In the Philippines, a parametric disaster line to cover the 25 most disaster-prone provinces was initiated in 2017. The fund, valued at P1bn ($19.8m), received support from the World Bank, with the risk fully ceded to international reinsurers. In a related development, the World Bank arranged a $206m CAT swap line for the country, which will cover typhoon and earthquake risk.

At a global level, the World Bank has initiated a pandemic CAT programme, issuing a $320m bond and completing $105m worth of swap transactions in 2017. The pandemic emergency financing facility will provide cover for the flu; coronaviruses, such as SARS; filoviruses, including Ebola and Marburg; Crimean-Congo fever; Rift Valley fever; Lassa fever; and others. World Health Organisation data on the number of people affected by an outbreak is used to trigger payments.

The size of the CAT bond market has more than doubled over the past decade. It reached record volumes in 2017, estimated at $12bn, with more than $30bn outstanding. There are signs that alternative financing is outpacing traditional reinsurance, which could have a major impact on developing economies, given the speed and flexibility of market-based solutions.

Barriers to Risk

Historically, issuers of micro- and index lines have faced challenges in generating sufficient demand for these products. The Manggarai Water Gate micro-insurance programme, for example, was established in 2009 with the help of Munich Re. It paid out a fixed amount when the level at the Manggarai Gate – built to help control floods in Jakarta – breached a predetermined level. However, the demand was not there: only 50 policies were sold, and as a result, the programme was discontinued in 2010.

In terms of index-linked initiatives, it is not clear whether or not these securities can be fully self-sustaining, as most such programmes rely on significant multilateral and donor support. Owing to their size, the markets in places like China and India are able to fund the risk internally, But in smaller markets, the mismatch between the potential losses and the critical mass on the ground is substantial. Island nations in particular lack the domestic markets to fund the amount of reinsurance required to cover inevitable natural disasters.

Poor performance also threatens the sector, and one major loss can shift sentiment, which can freeze markets and make risk difficult to transfer.

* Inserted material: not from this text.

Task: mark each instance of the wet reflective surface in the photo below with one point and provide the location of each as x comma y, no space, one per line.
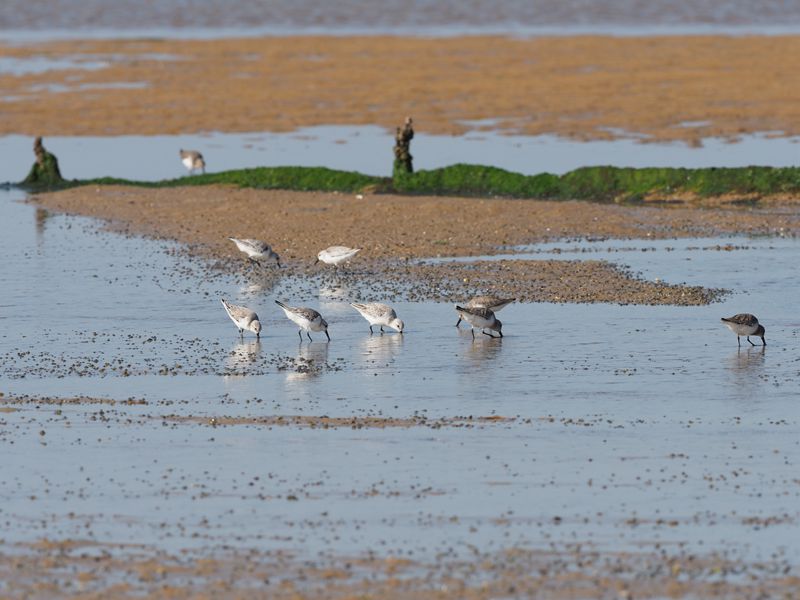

For instance, an 8.1-magnitude earthquake in Mexico in August 2017 could have wiped out FONDEN’s financing completely. Although the payout ended up being a manageable $150m, it highlighted potential problems.

Structural Risks

There are also common structural risks in emerging markets, such as limited data and underwriting experience. However, advances in technology should see these areas improve over time, and some emerging markets already have a substantial amount of detailed information available. For example, Papua New Guinea has 50 years of cyclone data, while Mongolia’s livestock census records date back to 1918.

Distribution is another widespread issue in emerging markets, as extending coverage to both individuals and corporations can often be challenging. More involvement by reinsurers at the local level is one potential solution; however, this sort of activity is outside of their normal fields of operations and responsibility.

Globally, the reinsurance market is becoming increasingly concentrated – the top-five players currently control around 90% of activity – but in some cases local markets are becoming too competitive, which can lead to mismatches in terms of pricing. In Papua New Guinea, foreign exchange restrictions have led to reinsurance payment challenges, while in other markets, the fall in local currencies has led to a decline in the market size in dollar terms, despite strong business.

Looking Ahead

The reinsurance sector is changing in both developing and emerging markets all over the world. Although natural disasters have led to a tightening of the market, new technologies and innovation are assisting insurers and reinsurers in reaching historically underpenetrated areas. Alternative solutions are likely to create uncertainties as well as opportunities, but all indications suggest that reinsurance in emerging markets is set to grow in both absolute and relative terms.